## Information Cascade Experiment by the Virginia University

This is a lab report by Virginia University to explore how people follow the information cascade in reality. It starts to offer a definition of “information cascade” that “when the information implied by early decisions outweighs any one person’s private information” (Anderson and Holt, 1). More specifically, the third person’s decision depends on the matched first two predictions but not his personal information, and the fourth person continues the pattern. The process is fairly similar to the red ball majority or blue ball majority guessing game that we go over in the Network class. The experience with three labeled balls “a” “a”, “b” or “b” “b”, “a” in two urns labeled A and B. The chance of getting the two runs is identical. And the experiment is run to test whether information cascade works and a payoff of \$2 is used as an incentive. Most of the time the information cascade occurred as predicted but there are so other interesting findings. First, a third person made a B prediction when he draws a “b” signal while there are two A decisions before him. Second, a second player predicted A when he actually sees a “b”, “which is inconsistent with Bayes’ rule and private information, is probably the result of confusion or carelessness.” (pg. 4). Overall, this type of inconsistency in about one-fourth of the cases where the optimal Bayesian decision differed from the decision implied by private information, and it’s not that uncommon.
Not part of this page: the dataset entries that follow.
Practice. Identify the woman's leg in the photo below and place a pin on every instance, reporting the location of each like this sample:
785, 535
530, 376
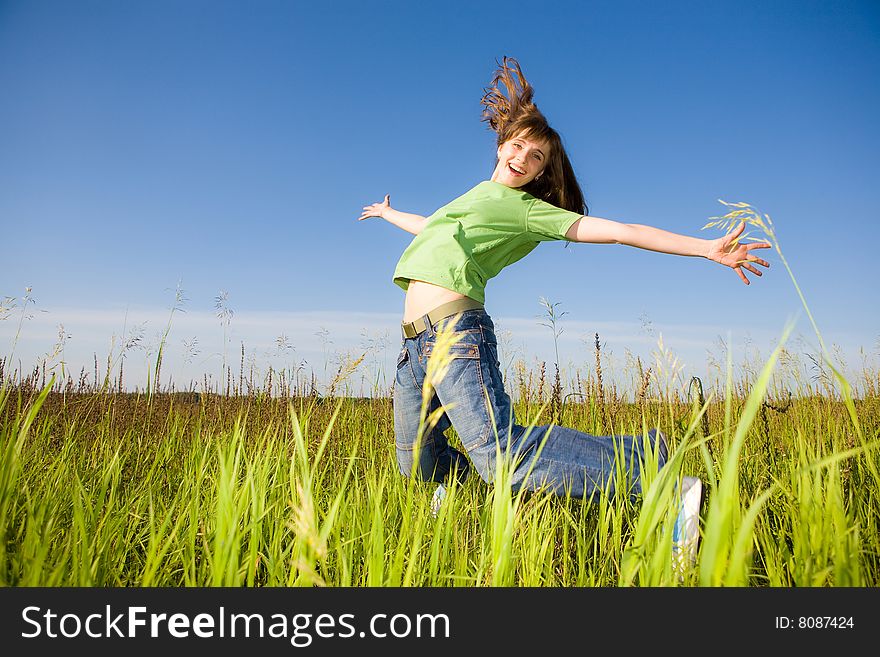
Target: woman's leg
434, 458
548, 457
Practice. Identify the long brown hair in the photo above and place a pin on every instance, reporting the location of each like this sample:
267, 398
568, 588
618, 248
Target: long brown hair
513, 113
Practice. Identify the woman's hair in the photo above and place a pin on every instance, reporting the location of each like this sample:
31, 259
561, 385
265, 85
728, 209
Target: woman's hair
513, 114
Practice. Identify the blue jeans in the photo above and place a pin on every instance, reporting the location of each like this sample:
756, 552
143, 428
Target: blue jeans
476, 405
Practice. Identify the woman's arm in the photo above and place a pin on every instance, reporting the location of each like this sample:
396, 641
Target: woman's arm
724, 250
412, 223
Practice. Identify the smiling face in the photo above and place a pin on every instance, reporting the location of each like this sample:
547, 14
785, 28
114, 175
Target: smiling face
520, 161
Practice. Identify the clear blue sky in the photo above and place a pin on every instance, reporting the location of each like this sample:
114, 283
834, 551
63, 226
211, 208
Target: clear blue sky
231, 146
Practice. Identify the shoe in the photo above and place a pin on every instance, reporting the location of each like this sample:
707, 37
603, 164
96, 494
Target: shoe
437, 500
686, 532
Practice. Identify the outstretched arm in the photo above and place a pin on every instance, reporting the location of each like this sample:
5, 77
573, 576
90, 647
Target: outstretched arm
412, 223
724, 250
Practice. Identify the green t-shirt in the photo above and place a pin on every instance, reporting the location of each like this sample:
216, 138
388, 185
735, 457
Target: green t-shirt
471, 239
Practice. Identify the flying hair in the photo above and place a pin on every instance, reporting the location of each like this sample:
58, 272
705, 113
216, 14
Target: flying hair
510, 111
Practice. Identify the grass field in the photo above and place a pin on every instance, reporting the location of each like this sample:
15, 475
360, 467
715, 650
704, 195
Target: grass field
104, 488
268, 483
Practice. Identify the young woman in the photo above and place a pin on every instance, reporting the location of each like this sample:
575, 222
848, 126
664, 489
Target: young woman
532, 196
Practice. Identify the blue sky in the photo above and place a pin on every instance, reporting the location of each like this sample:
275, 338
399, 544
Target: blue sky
230, 146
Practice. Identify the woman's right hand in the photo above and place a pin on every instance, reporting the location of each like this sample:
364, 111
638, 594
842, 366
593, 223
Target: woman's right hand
376, 209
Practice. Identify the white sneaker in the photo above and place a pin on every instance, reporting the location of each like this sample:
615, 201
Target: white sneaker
437, 499
686, 532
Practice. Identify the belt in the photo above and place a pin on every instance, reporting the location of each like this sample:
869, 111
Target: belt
412, 329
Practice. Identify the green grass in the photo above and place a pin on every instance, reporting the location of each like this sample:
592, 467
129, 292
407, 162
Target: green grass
158, 489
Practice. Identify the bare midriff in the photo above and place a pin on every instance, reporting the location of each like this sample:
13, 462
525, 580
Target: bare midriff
422, 298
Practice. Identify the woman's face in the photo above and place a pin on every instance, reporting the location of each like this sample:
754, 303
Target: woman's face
520, 161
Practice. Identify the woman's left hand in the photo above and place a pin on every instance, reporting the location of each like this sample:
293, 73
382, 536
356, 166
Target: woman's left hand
726, 251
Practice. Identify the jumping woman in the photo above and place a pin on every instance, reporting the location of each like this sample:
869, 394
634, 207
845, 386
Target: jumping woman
532, 196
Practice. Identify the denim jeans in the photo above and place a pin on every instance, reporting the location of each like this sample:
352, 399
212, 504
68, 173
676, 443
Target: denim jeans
477, 406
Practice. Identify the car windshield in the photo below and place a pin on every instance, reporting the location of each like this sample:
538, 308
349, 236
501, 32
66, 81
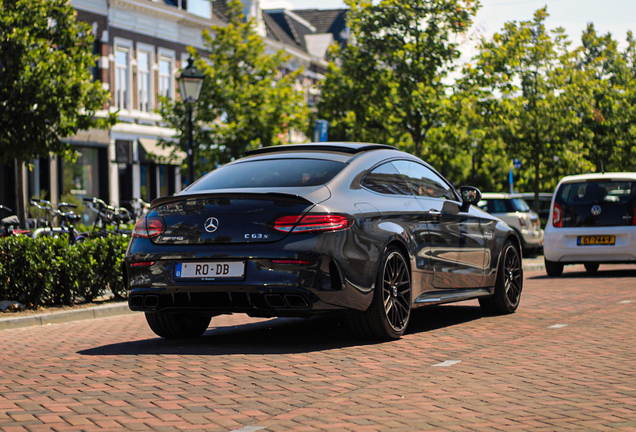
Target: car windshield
270, 173
503, 205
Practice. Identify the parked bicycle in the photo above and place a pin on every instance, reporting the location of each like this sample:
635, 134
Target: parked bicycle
67, 219
8, 224
139, 207
110, 220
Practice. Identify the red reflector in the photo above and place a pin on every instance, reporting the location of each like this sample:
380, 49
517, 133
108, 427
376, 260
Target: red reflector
142, 264
291, 262
557, 216
149, 227
312, 223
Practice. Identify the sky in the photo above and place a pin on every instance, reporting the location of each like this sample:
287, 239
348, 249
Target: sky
613, 16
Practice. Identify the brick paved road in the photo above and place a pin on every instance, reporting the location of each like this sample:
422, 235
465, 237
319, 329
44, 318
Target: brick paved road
565, 361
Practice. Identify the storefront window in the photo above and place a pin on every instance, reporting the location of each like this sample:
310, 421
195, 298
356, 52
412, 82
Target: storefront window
81, 178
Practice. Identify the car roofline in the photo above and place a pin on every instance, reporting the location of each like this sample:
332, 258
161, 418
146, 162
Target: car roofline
336, 147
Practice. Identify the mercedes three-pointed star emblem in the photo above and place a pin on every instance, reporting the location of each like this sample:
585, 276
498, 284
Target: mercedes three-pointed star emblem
211, 224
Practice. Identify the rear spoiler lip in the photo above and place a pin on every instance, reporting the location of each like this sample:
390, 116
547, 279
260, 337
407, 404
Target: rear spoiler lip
278, 196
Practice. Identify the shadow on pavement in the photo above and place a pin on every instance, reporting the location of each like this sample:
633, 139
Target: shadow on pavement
600, 274
284, 335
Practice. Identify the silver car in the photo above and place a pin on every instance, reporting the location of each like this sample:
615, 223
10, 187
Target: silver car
513, 210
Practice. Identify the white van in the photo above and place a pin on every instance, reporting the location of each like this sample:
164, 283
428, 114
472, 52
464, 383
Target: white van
592, 221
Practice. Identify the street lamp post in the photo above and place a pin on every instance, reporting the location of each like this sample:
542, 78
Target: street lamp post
190, 82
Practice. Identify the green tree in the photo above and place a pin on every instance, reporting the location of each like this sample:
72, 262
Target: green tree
613, 117
388, 84
529, 93
46, 87
245, 102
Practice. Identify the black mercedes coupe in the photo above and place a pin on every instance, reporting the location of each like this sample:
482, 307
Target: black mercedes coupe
298, 230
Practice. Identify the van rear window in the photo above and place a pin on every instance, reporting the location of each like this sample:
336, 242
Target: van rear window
596, 192
597, 203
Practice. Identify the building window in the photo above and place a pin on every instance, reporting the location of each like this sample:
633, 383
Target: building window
121, 78
143, 80
165, 77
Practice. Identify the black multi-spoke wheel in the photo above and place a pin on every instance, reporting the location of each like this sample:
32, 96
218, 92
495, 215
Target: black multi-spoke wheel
389, 313
509, 283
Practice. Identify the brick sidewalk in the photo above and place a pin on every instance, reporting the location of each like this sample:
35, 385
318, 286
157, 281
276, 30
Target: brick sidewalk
565, 361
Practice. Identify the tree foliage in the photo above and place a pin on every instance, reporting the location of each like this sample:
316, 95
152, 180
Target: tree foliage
388, 84
612, 120
528, 93
46, 87
246, 101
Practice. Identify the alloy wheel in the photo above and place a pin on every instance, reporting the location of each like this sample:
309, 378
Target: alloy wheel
512, 275
396, 291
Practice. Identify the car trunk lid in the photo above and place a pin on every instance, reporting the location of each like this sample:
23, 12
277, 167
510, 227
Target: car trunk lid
225, 217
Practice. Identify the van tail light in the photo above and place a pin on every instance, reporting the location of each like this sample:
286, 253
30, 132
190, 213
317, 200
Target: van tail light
557, 216
312, 223
149, 227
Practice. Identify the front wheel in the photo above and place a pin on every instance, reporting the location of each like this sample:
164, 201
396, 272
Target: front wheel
177, 325
509, 283
390, 310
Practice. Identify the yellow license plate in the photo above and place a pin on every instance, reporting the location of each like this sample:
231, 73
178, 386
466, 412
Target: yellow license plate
596, 240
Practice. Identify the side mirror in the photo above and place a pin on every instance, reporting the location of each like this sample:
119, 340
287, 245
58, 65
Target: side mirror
470, 196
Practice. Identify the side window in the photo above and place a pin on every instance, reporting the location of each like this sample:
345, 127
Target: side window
386, 180
424, 182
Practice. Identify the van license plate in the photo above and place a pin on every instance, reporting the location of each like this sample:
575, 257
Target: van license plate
596, 240
216, 270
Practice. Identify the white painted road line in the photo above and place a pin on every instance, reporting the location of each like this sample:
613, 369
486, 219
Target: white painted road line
447, 363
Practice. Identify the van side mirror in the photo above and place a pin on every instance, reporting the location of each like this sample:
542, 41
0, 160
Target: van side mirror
470, 196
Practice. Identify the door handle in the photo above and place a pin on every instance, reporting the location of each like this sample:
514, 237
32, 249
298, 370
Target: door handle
433, 214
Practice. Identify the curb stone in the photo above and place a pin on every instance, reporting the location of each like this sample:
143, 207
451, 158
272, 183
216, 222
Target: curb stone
66, 316
123, 309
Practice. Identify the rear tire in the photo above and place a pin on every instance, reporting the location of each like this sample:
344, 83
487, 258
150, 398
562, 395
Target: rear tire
591, 267
553, 269
509, 283
390, 310
177, 325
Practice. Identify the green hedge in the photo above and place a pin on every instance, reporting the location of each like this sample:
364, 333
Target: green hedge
45, 270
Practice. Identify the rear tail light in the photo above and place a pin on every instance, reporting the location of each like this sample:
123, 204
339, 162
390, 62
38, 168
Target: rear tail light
312, 223
299, 262
557, 216
522, 221
149, 227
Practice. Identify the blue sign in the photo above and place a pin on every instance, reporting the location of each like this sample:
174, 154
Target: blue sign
320, 130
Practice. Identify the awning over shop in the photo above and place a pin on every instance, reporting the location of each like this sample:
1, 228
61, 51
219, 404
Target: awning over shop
151, 151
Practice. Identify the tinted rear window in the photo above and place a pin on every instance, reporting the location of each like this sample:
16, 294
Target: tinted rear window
597, 203
270, 173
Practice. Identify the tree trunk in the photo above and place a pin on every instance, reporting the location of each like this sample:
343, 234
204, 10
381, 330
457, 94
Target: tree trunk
19, 199
537, 164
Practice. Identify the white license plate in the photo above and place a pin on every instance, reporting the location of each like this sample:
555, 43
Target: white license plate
230, 269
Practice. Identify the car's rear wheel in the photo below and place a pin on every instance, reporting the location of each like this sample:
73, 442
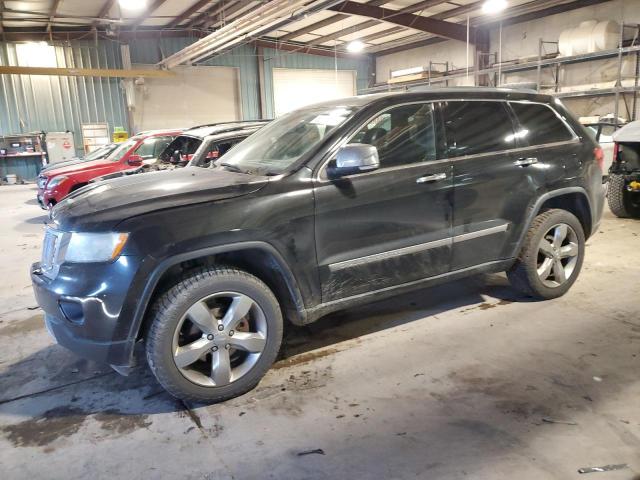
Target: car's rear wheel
622, 202
214, 335
551, 256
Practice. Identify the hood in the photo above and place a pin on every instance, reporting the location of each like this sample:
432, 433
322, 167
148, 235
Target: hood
66, 163
115, 200
77, 166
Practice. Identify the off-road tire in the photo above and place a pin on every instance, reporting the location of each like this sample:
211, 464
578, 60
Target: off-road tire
523, 275
172, 305
621, 201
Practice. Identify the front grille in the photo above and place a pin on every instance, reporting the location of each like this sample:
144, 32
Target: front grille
50, 263
49, 250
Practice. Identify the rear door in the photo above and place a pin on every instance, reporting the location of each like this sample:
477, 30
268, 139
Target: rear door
550, 140
390, 226
494, 183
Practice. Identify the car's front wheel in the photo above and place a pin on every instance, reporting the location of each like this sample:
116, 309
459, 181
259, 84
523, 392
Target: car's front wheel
551, 256
214, 335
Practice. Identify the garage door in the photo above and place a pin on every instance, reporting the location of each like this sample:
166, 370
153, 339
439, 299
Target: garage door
195, 96
295, 88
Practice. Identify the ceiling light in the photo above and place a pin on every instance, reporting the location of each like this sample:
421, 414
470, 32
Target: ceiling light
492, 7
355, 46
132, 4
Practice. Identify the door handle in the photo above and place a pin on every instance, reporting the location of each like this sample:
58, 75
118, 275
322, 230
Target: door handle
432, 178
525, 162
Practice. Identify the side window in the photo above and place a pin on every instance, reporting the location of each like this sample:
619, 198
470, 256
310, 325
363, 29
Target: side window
540, 124
214, 151
477, 127
402, 135
146, 148
161, 144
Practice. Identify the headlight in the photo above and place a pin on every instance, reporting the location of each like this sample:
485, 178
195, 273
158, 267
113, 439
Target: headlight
56, 181
95, 247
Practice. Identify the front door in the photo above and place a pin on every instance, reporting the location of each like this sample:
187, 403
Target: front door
391, 226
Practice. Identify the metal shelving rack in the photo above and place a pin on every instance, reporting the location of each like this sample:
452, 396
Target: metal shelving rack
546, 60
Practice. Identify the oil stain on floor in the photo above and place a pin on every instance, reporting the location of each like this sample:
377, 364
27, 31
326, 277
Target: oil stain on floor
64, 421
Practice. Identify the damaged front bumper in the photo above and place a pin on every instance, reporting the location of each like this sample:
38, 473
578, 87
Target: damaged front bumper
85, 309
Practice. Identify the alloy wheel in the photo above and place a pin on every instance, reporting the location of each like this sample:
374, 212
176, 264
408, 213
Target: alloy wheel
558, 254
219, 339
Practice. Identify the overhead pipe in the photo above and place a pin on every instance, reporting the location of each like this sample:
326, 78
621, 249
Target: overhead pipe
241, 26
271, 13
254, 35
268, 10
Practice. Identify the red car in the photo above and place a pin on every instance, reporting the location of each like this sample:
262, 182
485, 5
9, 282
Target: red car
57, 183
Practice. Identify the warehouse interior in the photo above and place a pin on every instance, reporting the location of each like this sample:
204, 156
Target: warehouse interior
465, 379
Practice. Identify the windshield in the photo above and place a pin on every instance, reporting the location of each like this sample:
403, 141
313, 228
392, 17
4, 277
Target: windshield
120, 152
100, 152
180, 150
278, 146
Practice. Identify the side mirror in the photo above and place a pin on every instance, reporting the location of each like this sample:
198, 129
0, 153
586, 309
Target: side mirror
355, 158
135, 160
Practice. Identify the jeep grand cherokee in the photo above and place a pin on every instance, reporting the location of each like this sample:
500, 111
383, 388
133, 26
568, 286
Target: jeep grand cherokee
327, 207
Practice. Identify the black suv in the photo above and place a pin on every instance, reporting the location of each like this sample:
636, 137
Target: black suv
327, 207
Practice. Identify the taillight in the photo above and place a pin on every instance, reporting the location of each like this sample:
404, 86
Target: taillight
598, 153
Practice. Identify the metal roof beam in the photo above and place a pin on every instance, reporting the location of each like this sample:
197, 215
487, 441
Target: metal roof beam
326, 22
149, 11
187, 13
440, 28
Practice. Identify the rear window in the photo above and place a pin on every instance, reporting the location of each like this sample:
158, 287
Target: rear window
477, 127
540, 124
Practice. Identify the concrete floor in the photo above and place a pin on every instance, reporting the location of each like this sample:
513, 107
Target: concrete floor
460, 381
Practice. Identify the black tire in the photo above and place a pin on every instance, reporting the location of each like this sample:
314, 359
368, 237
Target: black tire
622, 202
171, 307
523, 275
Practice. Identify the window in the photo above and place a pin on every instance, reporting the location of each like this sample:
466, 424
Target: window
402, 135
180, 150
212, 152
120, 152
477, 127
540, 124
276, 148
152, 147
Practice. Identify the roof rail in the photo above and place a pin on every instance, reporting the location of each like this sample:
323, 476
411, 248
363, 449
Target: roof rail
227, 123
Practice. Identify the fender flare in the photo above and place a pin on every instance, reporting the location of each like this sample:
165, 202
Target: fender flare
167, 263
537, 206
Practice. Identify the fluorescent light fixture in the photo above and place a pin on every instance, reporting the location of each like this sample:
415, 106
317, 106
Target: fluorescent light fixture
36, 54
493, 7
355, 47
132, 5
407, 71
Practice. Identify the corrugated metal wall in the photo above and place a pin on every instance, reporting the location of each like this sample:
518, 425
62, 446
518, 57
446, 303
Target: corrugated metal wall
35, 103
246, 59
56, 104
283, 59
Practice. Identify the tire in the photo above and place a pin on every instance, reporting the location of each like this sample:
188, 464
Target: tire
534, 273
623, 204
177, 317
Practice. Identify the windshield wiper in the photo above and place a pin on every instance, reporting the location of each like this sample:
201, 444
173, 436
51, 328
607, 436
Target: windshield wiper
231, 167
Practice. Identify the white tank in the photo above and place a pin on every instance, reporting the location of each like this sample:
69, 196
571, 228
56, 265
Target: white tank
589, 37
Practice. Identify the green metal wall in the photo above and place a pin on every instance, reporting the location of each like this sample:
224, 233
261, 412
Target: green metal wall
30, 103
245, 58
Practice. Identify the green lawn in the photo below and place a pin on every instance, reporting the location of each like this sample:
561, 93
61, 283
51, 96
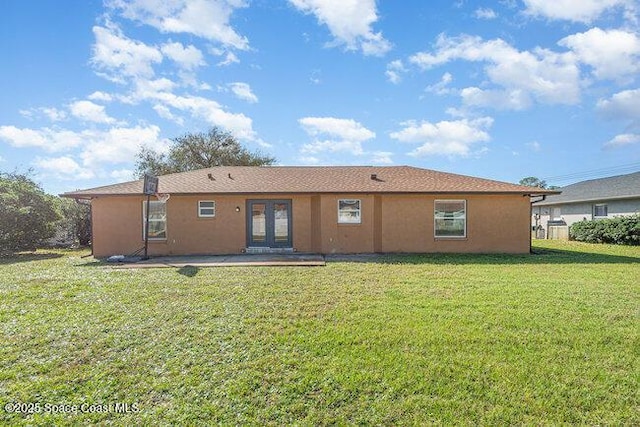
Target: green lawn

The result of the experiment reflects how the model works in reality. There are some interesting new lights about information cascade that I have learned from this paper. First, we always talk about how the second person will choose his private information because the probability is a tie in class. There is a real-life example that person acts against this predicted behavior; as a result, we need to be careful how accurate the model is and accounts for its inconsistency. Second, the designer of the experiment uses \$2 as motivation but this motivation may not be strong enough. In our class example, we go up to \$1,000 so every player will try their best to get the right answer. The authors explain how some mistakes are caused by confusion or carelessness of this game. Its counterargument is that “increasing payoffs from \$0 to \$2 resulted in a decrease in the number of errors, but the increase from \$2 to \$4 had no significant effect on errors”(pg.6). But in fact, \$2 and \$4 is still in a similar price range and I wonder what will happen if the price is raised at least ten times higher. The main takeaway is that although there is information cascade, people are complicated and behaviors are still somehow unpredictable.

Citation:

Anderson, Lisa R., and Holt, Charles A. Information Cascade Experiments. Virginia University, 2 Aug. 2018, www.people.virginia.edu/~cah2k/cashbktr.pdf.